Another trouser attack in Umlazi
Thandeka Cele, returning from a rally in the city marking the first-year anniversary of the NFP, was assaulted by a man for wearing trousers
The Mercury reported, on February 28 this year, that gender rights organisations have expressed dismay that another woman has been assaulted at Umlazi’s notorious Unit 17 hostel for wearing trousers.
They have urged the authorities to ensure that such incidents are not repeated.
A fortnight ago, Thandeka Cele, returning from a rally in the city marking the first-year anniversary of the NFP, was assaulted by a man for wearing trousers. She reported the attack to the police, who immediately arrested a man.
The man’s friends held a protest march against his arrest at the hostel, which triggered violence between IFP and NFP supporters at the hostel at the weekend.
A man was shot and killed and a woman died of a suspected heart attack at the height of the violence, during which 30 houses and three vehicles were torched. Cele and her family have since fled.
Yesterday, her alleged attacker, Nkosiyazi Gwala, who is out on bail, appeared briefly in the Umlazi magistrate’s court and the matter was adjourned to March 7.
Five years ago, Zandile Mpanza was beaten, stripped and made to walk naked in public for wearing trousers at the same hostel. Two men charged with attacking her and burning down her home were convicted.
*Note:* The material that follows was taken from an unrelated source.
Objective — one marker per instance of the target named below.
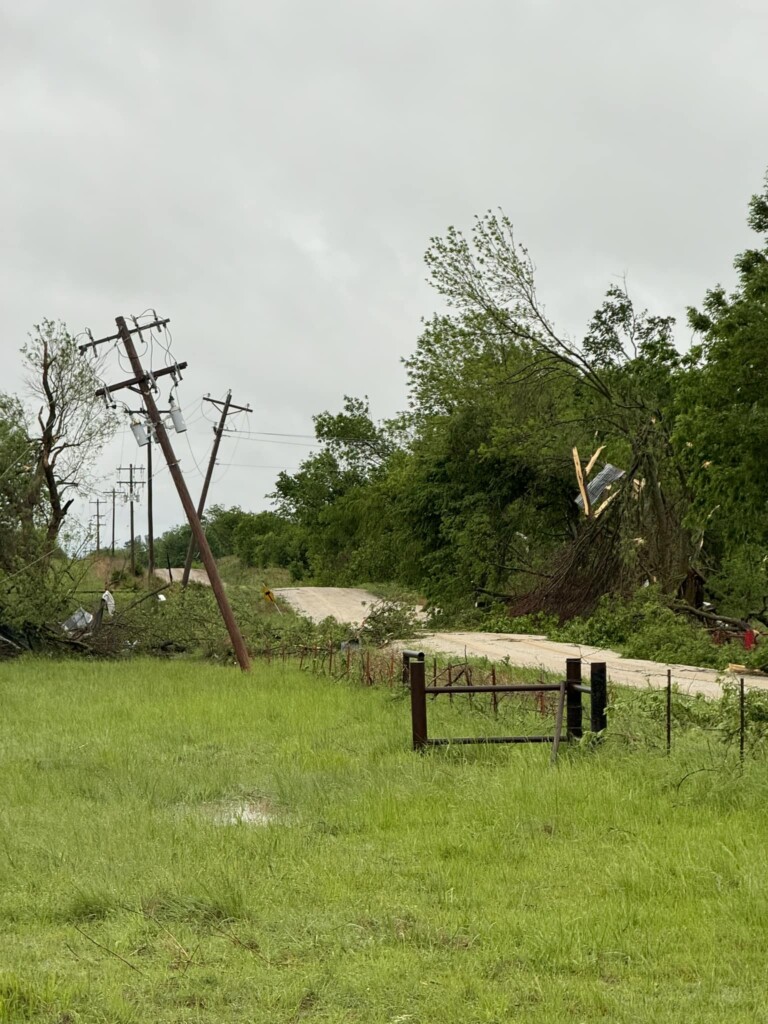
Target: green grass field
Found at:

Liza Vetten, of Tshwaranang Legal Advocacy Centre, said yesterday that the latest incident suggested women were dealing with a problem culture at the hostel.
“The izinduna (headmen) running Unit 17 need to attend training on gender equality and take a much stronger stand against these incidents,” she said. The ANC Women’s League urged police to ensure that women at the hostel were protected and free to wear pants if they wanted to.
Carrie Shelver, of the One- in-Nine Campaign, said this was part of a campaign to control women’s sexuality.
Community Safety MEC Willies Mchunu vowed yesterday that the hostel would not have different laws for women from those that governed the country. “Women are free to wear whatever they desire and we will make sure that they are free to make this choice,” said his spokesman, Kwanele Ncalane.